Two trends were noted from the results shown in Table 11. First, in both gel-contaminated and uncontaminated packs, the Rain-X® treated proppant initially allowed reduced flowtimes. Secondly, both samples treated with Rain-X® showed significantly increasing flowtimes to water with subsequent flushes. It was visually observed that the Rain-X® coated proppant trapped air bubbles that accumulated over time. It was clear that the proppant was hydrophobic. On several attempts, it was noted that the applied column of water could not infiltrate the dry pack to displace the air until after flow initiated. Further experimentation demonstrated that the pack could support an 8 to 10 inch column of water without any measurable infiltration by the water phase. In the presence of a multiphase system such as a gas well, this proppant would be expected to preferentially produce natural gas, while hindering the flow of water which would provide a tremendous economic benefit. The results shown in Table 11 clearly demonstrate the affinity of the coated proppant to be gas or oil-wet rather than water-wet. Additionally, it was noted that the Rain-X® precoated sample showed dramatically better gel cleanup than the uncoated proppant sample. In addition, the intentional alteration of the wettability of a proppant will significantly change the fluid flow characteristics within the pore structure of the proppant. Since formation fines are typically transported only by the water phase (the fines are water-wet), such coated proppants may be significantly less damaged by migrating fines than conventional non-treated proppants.

EXAMPLE 7

According to this Example, a multiphase flow test was conducted. The multiphase flow test was conducted with respect to uncoated and polydimethyl siloxane coated CARBOHSP® and a slurry of the proppant was top loaded between two saturated Ohio Sandstone cores. In this Example, the proppant samples were evaluated at 4000 psi closure stress and 150° F. In this test, saturated gas was flowed through the cells at a constant rate (26 l/min) while increasing rates of water were simultaneously pumped through. The differential pressure was measured as the liquid flow was increased; and it was desired that the differential pressure or “dP” be as low as possible. The results from the multiphase flow test are shown in Table 12.

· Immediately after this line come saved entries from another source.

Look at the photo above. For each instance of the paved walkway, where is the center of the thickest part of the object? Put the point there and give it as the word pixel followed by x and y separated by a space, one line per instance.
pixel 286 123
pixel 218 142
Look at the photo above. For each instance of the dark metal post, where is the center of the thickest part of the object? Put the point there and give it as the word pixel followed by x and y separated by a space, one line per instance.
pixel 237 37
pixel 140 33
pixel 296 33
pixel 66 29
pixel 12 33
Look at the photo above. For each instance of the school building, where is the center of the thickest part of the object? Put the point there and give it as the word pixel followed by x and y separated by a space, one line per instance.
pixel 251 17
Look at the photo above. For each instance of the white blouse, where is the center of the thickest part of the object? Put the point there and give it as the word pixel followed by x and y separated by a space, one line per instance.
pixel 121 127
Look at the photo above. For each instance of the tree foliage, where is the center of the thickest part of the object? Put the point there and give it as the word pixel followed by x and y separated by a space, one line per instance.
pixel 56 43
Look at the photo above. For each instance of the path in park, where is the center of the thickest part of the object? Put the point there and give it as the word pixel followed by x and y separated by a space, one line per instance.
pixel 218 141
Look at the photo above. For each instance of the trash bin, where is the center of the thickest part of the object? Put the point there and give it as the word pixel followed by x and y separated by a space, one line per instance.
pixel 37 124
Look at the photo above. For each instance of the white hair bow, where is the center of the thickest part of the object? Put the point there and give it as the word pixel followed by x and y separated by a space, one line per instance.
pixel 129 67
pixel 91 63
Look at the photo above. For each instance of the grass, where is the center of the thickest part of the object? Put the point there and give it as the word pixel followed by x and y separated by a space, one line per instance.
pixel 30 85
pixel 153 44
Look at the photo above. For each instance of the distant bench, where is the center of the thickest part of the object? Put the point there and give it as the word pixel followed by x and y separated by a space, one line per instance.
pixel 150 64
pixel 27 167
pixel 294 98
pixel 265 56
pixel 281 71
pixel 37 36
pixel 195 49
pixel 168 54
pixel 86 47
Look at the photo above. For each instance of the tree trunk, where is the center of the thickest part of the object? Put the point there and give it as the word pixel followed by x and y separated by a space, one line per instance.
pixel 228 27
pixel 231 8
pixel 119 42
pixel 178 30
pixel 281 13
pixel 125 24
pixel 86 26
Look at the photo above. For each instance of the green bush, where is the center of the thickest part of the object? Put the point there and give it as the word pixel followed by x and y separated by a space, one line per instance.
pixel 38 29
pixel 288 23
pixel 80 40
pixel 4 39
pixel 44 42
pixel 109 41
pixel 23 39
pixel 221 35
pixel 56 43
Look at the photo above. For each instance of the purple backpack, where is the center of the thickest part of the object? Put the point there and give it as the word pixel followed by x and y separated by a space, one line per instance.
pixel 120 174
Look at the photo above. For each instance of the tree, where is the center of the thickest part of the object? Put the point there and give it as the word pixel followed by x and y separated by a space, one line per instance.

TABLE 12 Liquid Flow Differential Pressure (bar) Rate Polydimethyl (g/min) Uncoated Siloxane 0 0.061 0.039 46.1 0.143 0.120 63.7 0.233 0.176 99.0 0.401 0.296 152.3 0.479 0.437 0 0.079 0.055

As set forth in Table 12, the polydimethyl siloxane coating showed improved (lower) pressure differential at all liquid flow rates compared to the uncoated control. Also, the beta factor for the polydimethyl siloxane sample was improved: 0.205 atm·s2/kg compared to 0.262 atm·s2/kg for the uncoated control. The multiphase flow test results in terms of a lower beta and improved multiphase flow for the polydimethyl siloxane coated CARBOHSP™ compared to the control indicated that the polydimethyl siloxane coating created a much smoother surface and covered some of the surface porosity of the CARBOHSP™. It was confirmed by scanning electron microscopy (“SEM”) at a power of 500×that the polydimethyl siloxane coating had indeed created a much smoother surface and appeared to have covered substantially all of the surface porosity of the CARBOHSP™.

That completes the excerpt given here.